Im vorliegenden Fall hatte der Arbeitgeber nach Auffassung des Landesarbeitsgerichts nicht ausreichend vorgetragen, dass berechtigte eigene Interessen daran bestehen, dass der Kläger künftig ausschließlich am Betriebssitz arbeitet. Der Kläger hatte auch zuvor schon seine Tätigkeit als Systementwickler ganz überwiegend von zu Hause aus erledigt. Weshalb sich hier die Anforderungen geändert haben sollten, konnte der Arbeitgeber nicht beweisen. Die Versetzung war daher unwirksam.

Hinweis für die Praxis:

Im Prozess ist im Einzelnen vorzutragen und zu beweisen, welche Gründe für eine Versetzung sprechen, und dass billiges Ermessen beachtet wurde. Betriebsbedingte, organisatorische und unternehmerische Bedürfnisse überwiegen dabei regelmäßig individuelle und persönliche Befindlichkeiten des Arbeitnehmers. Dennoch müssen die Interessen wechselseitig abgewogen werden. Je weiter eine örtliche Versetzung in den persönlichen Lebensbereich des Arbeitnehmers eingreift, desto höher sind die Anforderungen an die Begründung auf Arbeitgeberseite. Im arbeitsgerichtlichen Verfahren sind alle Gründe plausibel und beweisbar vorzutragen.

III. Betriebliche Übung

Der Kläger hatte weiterhin Anspruch darauf, dass die Fahrten von seinem Wohnort zur Betriebsstätte der Beklagten als Dienstreisen behandelt und abgerechnet werden. Zwar verhält es sich regelmäßig so, dass Fahrten vom Wohnort zum Dienstort nicht als Arbeitszeit und abrechenbare Reisezeit gelten. Jeder Arbeitnehmer ist verpflichtet, selbst dafür Sorge zu tragen, pünktlich am Arbeitsplatz zu erscheinen. Hier verhielt es sich aber so, dass der Arbeitnehmer jahrelang im Home-Office tätig war und sich für die Abrechnung der Dienstreisezeiten eine betriebliche Übung entwickelt hatte. Der Arbeitgeber hatte die Fahrzeiten des Klägers von zu Hause zur Betriebsstätte durchweg als Arbeitszeit anerkannt und ihm diesbezüglich auch unstreitig alle Fahrtkosten erstattet.
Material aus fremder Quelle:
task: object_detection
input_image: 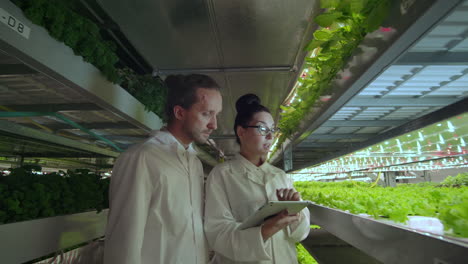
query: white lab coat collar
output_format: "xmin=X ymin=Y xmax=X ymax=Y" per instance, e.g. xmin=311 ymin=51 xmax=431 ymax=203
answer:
xmin=150 ymin=127 xmax=197 ymax=154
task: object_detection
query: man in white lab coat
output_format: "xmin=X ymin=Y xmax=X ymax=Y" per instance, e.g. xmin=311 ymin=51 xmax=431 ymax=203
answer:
xmin=104 ymin=74 xmax=222 ymax=264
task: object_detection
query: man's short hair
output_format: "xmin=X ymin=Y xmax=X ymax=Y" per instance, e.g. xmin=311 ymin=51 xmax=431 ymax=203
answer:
xmin=165 ymin=74 xmax=219 ymax=124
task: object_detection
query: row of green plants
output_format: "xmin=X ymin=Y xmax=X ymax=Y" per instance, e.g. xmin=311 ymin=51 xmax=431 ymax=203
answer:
xmin=295 ymin=173 xmax=468 ymax=237
xmin=11 ymin=0 xmax=167 ymax=118
xmin=271 ymin=0 xmax=392 ymax=156
xmin=0 ymin=166 xmax=110 ymax=224
xmin=0 ymin=165 xmax=317 ymax=264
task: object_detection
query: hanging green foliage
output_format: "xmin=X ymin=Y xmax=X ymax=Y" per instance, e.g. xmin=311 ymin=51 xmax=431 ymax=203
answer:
xmin=11 ymin=0 xmax=167 ymax=119
xmin=0 ymin=166 xmax=110 ymax=224
xmin=271 ymin=0 xmax=391 ymax=159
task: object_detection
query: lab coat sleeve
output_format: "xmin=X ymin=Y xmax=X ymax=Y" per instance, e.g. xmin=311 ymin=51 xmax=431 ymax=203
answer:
xmin=104 ymin=153 xmax=153 ymax=264
xmin=204 ymin=168 xmax=271 ymax=261
xmin=287 ymin=180 xmax=310 ymax=243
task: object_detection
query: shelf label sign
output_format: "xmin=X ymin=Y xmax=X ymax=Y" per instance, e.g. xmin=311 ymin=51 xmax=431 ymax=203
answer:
xmin=0 ymin=8 xmax=31 ymax=39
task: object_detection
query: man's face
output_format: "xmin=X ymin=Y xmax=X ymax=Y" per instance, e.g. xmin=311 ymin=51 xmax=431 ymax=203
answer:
xmin=183 ymin=88 xmax=222 ymax=143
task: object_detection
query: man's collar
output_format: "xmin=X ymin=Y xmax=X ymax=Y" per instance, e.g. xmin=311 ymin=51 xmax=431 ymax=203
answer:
xmin=150 ymin=127 xmax=197 ymax=153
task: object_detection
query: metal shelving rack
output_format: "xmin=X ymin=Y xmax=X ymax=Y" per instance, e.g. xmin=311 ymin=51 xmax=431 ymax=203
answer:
xmin=303 ymin=204 xmax=468 ymax=264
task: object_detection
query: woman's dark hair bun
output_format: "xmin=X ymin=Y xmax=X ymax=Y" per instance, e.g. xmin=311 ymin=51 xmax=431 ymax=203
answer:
xmin=236 ymin=94 xmax=260 ymax=113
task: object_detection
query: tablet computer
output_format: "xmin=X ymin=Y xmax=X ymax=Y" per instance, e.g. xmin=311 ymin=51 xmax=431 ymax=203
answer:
xmin=239 ymin=201 xmax=310 ymax=230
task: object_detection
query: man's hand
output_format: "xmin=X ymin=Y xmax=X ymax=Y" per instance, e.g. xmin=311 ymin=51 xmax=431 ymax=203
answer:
xmin=276 ymin=188 xmax=301 ymax=201
xmin=262 ymin=210 xmax=300 ymax=241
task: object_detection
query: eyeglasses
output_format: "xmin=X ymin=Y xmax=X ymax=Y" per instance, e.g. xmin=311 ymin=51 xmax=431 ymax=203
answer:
xmin=242 ymin=125 xmax=280 ymax=136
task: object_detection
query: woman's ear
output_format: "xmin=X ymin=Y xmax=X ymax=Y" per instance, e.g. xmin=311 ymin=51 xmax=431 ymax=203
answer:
xmin=173 ymin=105 xmax=185 ymax=120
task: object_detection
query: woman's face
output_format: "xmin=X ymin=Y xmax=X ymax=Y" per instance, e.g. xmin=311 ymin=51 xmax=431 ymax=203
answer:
xmin=237 ymin=112 xmax=275 ymax=155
Aus dieser langjährigen Handhabung (betriebliche Übung!) ist eine individualrechtliche Abrede über die Erstattung, jedenfalls konkludent, zu Stande gekommen. Einseitig konnte sich der Arbeitgeber hiervon nicht mehr lösen.

Hinweis für die Praxis:

Der Fall zeigt einmal mehr, dass eine betriebliche Übung sich nicht nur auf Sonderzahlungen und Geldansprüche beziehen kann, sondern auch zu allen anderen vertraglichen Ansprüchen denkbar ist. Jedem Arbeitgeber ist es daher zu empfehlen, bei freiwilligen Zusatzleistungen stets auf diese Freiwilligkeit hinzuweisen und deutlich zu machen, dass damit keine Rechtsansprüche für die Zukunft verbunden sind.